In these years, Family has not become my world. Thanks to all my family members and friends. Some time back we returned to India. My kids don’t need me around them any more. I have only father in law to look after at home now. He also likes to spend time in his own ‘room’. My husband and me do spend time together.
In spite of all the above nice and good things in my life, I have started to think about my identity. I don’t have any answer for my thoughts yet.
Today, as always I am going for a grocery shopping. One of my favorite tasks. I met some of my acquaintances and went for a stroll in the park.
I was just thinking about my questions again, I started listing the things I have done in my life till now especially after marriage.
I have never started an argument with my in laws and most of the time I have listened to what ever they say. In the process I have done so many things, which I don’t like, like wearing a saree of their choice, dressing up the way they want. Etc. All these seem like petite issues but they give raise to lots of arguments, which in turn become quarrels.

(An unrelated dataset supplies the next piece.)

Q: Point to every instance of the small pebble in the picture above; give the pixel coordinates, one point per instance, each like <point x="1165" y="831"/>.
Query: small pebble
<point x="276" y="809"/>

I have tried to be a good wife to my husband in all the ways I can. I have never told him that I sacrificed my career and stuff like that. I have never demanded any thing from him.
Never encroached his space. The evidence for all these things is, he still likes to be alone with me. He still loves going out with me J
I have helped my children become good human beings. They may not always do the right thing but certainly they know the difference between right and wrong.
I have a few very good friends and if not helping them out, I do listen to all their problems.I help people whenever I feel like in whatever ways I can.
Now, I got the answer to all my questions.
Identity is not having financial independence. It’s not all about having your own career.
It’s not about not changing your self.
It’s about how strongly you feel as a person. How well can you connect to your soul and how well you can leave your mark in this universe no matter how small it is!